Specifically, the rising edge signal refers to the signal of the control signal at the control signal terminal at the rising edge time. The falling edge signal refers to the signal of the control signal at the control signal terminal at the falling edge time. When the first transition edge signal is a rising edge signal, the first trigger signal is generated by the trigger circuit and transmitted to the voltage measurement signal, and the first output voltage signal is obtained through the voltage measurement circuit. When the second transition edge signal is a falling edge signal, a second trigger signal is generated through the trigger circuit and transmitted to the voltage measurement signal, and the second output voltage signal is obtained through the voltage measurement circuit. The first output voltage signal and the second output voltage signal are processed by the processing module to obtain the capacity and ESR of the filter capacitor. Only the rising edge signal and the falling edge signal of the control signal can be obtained, and the output voltage signal can be obtained twice. The capacity and ESR of the filter capacitor can be quickly monitored, which improves the monitoring efficiency.

In a specific example, the first transition edge signal may be a falling edge signal, and the second transition edge signal may be a rising edge signal. Similarly, only the rising edge signal and falling edge signal of the control signal can be obtained, and the output voltage signal can be obtained twice, so that the capacity and ESR of the filter capacitor can be quickly monitored, and the monitoring efficiency can be improved.

In a specific embodiment, as shown in FIG. 3 , it is a schematic diagram of a specific structure of an embodiment of an apparatus for monitoring the output filter capacitance of a switching power supply according to the present invention. The device includes a trigger circuit 310 , a measurement circuit (ie, a voltage measurement circuit) 320 and a processing module 330 . in:

Trigger circuit: It is mainly used to generate the output voltage sampling trigger signal of the switching power supply module to be tested, so as to realize the acquisition of the output voltage at a specific moment (the first transition edge signal and the second transition edge signal).

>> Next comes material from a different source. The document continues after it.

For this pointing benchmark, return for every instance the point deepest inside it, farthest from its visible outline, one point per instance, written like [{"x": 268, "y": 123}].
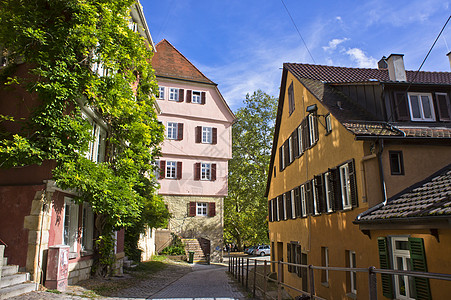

Measuring circuit: sample the AC component of the output voltage of the switching power supply module to be measured, and obtain the output voltage ripple signal.

Processing module: process the voltage data collected by the measurement circuit, and calculate the filter capacitor capacity C and ESR of the switching power supply module to be tested.

Specifically, the switching power supply module to be tested (Buck (step-down) type power supply module) realizes the control of the output voltage by adjusting the ratio of the turn-on and turn-off time of the switch tube (transistor) circuit M1. Since M1 is in the on and off state, the current path will change, and ripple will be generated on the output voltage, which will affect the subsequent circuits. For a fixed load R2, the power supply output ripple is related to the capacitance C and ESR of the filter capacitor C1. Therefore, by sampling the ripple signal, the capacity C and ESR of the filter capacitor C1 can be calculated, so as to monitor the state of the filter capacitor of the switching power supply module to be tested. By using the switching signal change of the switch tube of the switching power supply module to be tested as the trigger signal for measurement, the complexity of the trigger circuit is greatly reduced, and the application convenience of the measurement is improved.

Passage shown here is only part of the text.